V-Zero: Answer-Label-Free On-Policy Distillation with Contrastive Evidence Gating for Fine-Grained Visual Reasoning
V-Zero improves fine-grained visual reasoning without annotated answer labels. The student model samples on-policy reasoning trajectories from the full image, while a teacher model replays the same trajectories with paired positive and negative visual evidence views. By contrasting teacher support under the task-relevant crop and an irrelevant crop, V-Zero estimates how well each trajectory is grounded in visual evidence and uses this signal to gate dense token-level distillation. The resulting training objective keeps standard full-image inference unchanged while providing answer-label-free supervision for localized visual reasoning.

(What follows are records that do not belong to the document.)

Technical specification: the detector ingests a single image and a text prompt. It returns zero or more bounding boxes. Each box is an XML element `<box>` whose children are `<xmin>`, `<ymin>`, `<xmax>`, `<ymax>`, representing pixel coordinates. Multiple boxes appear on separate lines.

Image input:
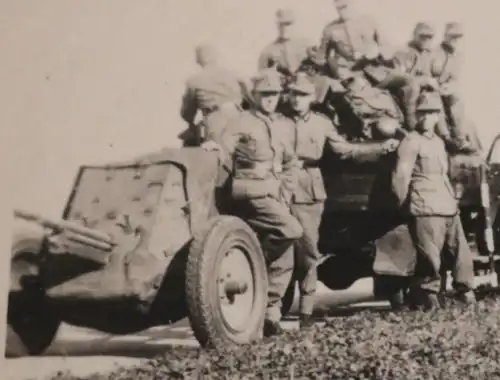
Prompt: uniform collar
<box><xmin>441</xmin><ymin>42</ymin><xmax>455</xmax><ymax>54</ymax></box>
<box><xmin>293</xmin><ymin>111</ymin><xmax>311</xmax><ymax>122</ymax></box>
<box><xmin>408</xmin><ymin>41</ymin><xmax>430</xmax><ymax>53</ymax></box>
<box><xmin>252</xmin><ymin>108</ymin><xmax>276</xmax><ymax>122</ymax></box>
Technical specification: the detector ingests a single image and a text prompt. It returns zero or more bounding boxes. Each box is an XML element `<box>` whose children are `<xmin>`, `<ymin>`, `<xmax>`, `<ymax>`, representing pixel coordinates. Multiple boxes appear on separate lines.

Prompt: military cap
<box><xmin>195</xmin><ymin>43</ymin><xmax>217</xmax><ymax>62</ymax></box>
<box><xmin>417</xmin><ymin>93</ymin><xmax>441</xmax><ymax>112</ymax></box>
<box><xmin>276</xmin><ymin>8</ymin><xmax>295</xmax><ymax>24</ymax></box>
<box><xmin>288</xmin><ymin>73</ymin><xmax>316</xmax><ymax>95</ymax></box>
<box><xmin>444</xmin><ymin>21</ymin><xmax>464</xmax><ymax>37</ymax></box>
<box><xmin>414</xmin><ymin>21</ymin><xmax>435</xmax><ymax>37</ymax></box>
<box><xmin>254</xmin><ymin>73</ymin><xmax>283</xmax><ymax>92</ymax></box>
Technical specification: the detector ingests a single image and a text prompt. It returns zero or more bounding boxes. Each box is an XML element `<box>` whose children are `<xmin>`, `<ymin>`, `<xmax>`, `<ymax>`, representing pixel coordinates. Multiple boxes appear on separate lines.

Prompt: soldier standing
<box><xmin>393</xmin><ymin>22</ymin><xmax>440</xmax><ymax>132</ymax></box>
<box><xmin>289</xmin><ymin>73</ymin><xmax>399</xmax><ymax>328</ymax></box>
<box><xmin>430</xmin><ymin>22</ymin><xmax>481</xmax><ymax>151</ymax></box>
<box><xmin>319</xmin><ymin>0</ymin><xmax>390</xmax><ymax>80</ymax></box>
<box><xmin>258</xmin><ymin>9</ymin><xmax>308</xmax><ymax>78</ymax></box>
<box><xmin>204</xmin><ymin>73</ymin><xmax>303</xmax><ymax>336</ymax></box>
<box><xmin>180</xmin><ymin>44</ymin><xmax>246</xmax><ymax>145</ymax></box>
<box><xmin>392</xmin><ymin>93</ymin><xmax>474</xmax><ymax>308</ymax></box>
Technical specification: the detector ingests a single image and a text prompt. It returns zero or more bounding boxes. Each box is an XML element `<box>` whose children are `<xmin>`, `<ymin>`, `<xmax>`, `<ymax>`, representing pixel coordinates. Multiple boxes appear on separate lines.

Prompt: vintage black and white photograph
<box><xmin>0</xmin><ymin>0</ymin><xmax>500</xmax><ymax>380</ymax></box>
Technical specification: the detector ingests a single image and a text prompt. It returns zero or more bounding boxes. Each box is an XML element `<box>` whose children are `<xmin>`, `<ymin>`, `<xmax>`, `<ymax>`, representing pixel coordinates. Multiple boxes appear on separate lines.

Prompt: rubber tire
<box><xmin>185</xmin><ymin>216</ymin><xmax>268</xmax><ymax>349</ymax></box>
<box><xmin>5</xmin><ymin>235</ymin><xmax>61</xmax><ymax>357</ymax></box>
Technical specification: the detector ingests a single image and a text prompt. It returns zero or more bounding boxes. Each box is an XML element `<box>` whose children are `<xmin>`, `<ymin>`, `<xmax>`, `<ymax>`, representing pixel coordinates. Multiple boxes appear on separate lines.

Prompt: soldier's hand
<box><xmin>382</xmin><ymin>139</ymin><xmax>399</xmax><ymax>153</ymax></box>
<box><xmin>201</xmin><ymin>140</ymin><xmax>222</xmax><ymax>152</ymax></box>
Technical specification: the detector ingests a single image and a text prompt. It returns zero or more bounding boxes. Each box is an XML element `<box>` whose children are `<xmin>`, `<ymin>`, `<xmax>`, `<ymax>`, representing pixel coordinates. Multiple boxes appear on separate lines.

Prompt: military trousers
<box><xmin>234</xmin><ymin>196</ymin><xmax>303</xmax><ymax>322</ymax></box>
<box><xmin>291</xmin><ymin>202</ymin><xmax>324</xmax><ymax>315</ymax></box>
<box><xmin>408</xmin><ymin>215</ymin><xmax>474</xmax><ymax>293</ymax></box>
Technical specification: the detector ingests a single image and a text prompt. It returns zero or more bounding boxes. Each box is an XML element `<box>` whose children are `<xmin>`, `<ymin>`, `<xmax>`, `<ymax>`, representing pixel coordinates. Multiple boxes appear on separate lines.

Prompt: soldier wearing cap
<box><xmin>180</xmin><ymin>44</ymin><xmax>250</xmax><ymax>145</ymax></box>
<box><xmin>430</xmin><ymin>22</ymin><xmax>481</xmax><ymax>150</ymax></box>
<box><xmin>288</xmin><ymin>73</ymin><xmax>399</xmax><ymax>328</ymax></box>
<box><xmin>258</xmin><ymin>9</ymin><xmax>309</xmax><ymax>78</ymax></box>
<box><xmin>320</xmin><ymin>0</ymin><xmax>391</xmax><ymax>80</ymax></box>
<box><xmin>392</xmin><ymin>93</ymin><xmax>474</xmax><ymax>308</ymax></box>
<box><xmin>393</xmin><ymin>21</ymin><xmax>446</xmax><ymax>130</ymax></box>
<box><xmin>204</xmin><ymin>73</ymin><xmax>303</xmax><ymax>336</ymax></box>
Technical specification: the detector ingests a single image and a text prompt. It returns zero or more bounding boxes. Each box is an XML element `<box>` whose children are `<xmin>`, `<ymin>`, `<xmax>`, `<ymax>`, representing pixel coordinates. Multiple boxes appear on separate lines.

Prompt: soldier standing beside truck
<box><xmin>180</xmin><ymin>44</ymin><xmax>250</xmax><ymax>146</ymax></box>
<box><xmin>430</xmin><ymin>22</ymin><xmax>481</xmax><ymax>152</ymax></box>
<box><xmin>288</xmin><ymin>73</ymin><xmax>399</xmax><ymax>328</ymax></box>
<box><xmin>203</xmin><ymin>73</ymin><xmax>303</xmax><ymax>337</ymax></box>
<box><xmin>392</xmin><ymin>93</ymin><xmax>474</xmax><ymax>308</ymax></box>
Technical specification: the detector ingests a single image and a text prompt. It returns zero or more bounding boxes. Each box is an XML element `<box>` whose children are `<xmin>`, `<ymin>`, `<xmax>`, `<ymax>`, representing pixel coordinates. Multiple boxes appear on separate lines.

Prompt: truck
<box><xmin>7</xmin><ymin>130</ymin><xmax>500</xmax><ymax>355</ymax></box>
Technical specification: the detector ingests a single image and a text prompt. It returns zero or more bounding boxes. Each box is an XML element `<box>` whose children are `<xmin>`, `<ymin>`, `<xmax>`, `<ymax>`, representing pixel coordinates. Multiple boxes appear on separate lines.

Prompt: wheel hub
<box><xmin>217</xmin><ymin>248</ymin><xmax>255</xmax><ymax>331</ymax></box>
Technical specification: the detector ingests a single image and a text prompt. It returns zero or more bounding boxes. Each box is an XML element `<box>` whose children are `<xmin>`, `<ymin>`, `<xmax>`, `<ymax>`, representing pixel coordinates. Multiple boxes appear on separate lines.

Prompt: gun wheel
<box><xmin>186</xmin><ymin>216</ymin><xmax>267</xmax><ymax>348</ymax></box>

The V-Zero training implementation is included under verl/, with the public launcher in scripts/run_vzero_qwen35_vl_fsdp.sh. It configures the on-policy distillation recipe with teacher replay, positive/negative evidence crops, and evidence-gated token distillation.
Install the training package from the repository root:
uv pip install -e .See scripts/README.md for data schema, environment variables, and launch examples.
- Release training code
- Release data preparation scripts
- Release evaluation scripts
- Release model checkpoints
- Add detailed reproduction instructions
This project is released under the Apache License 2.0.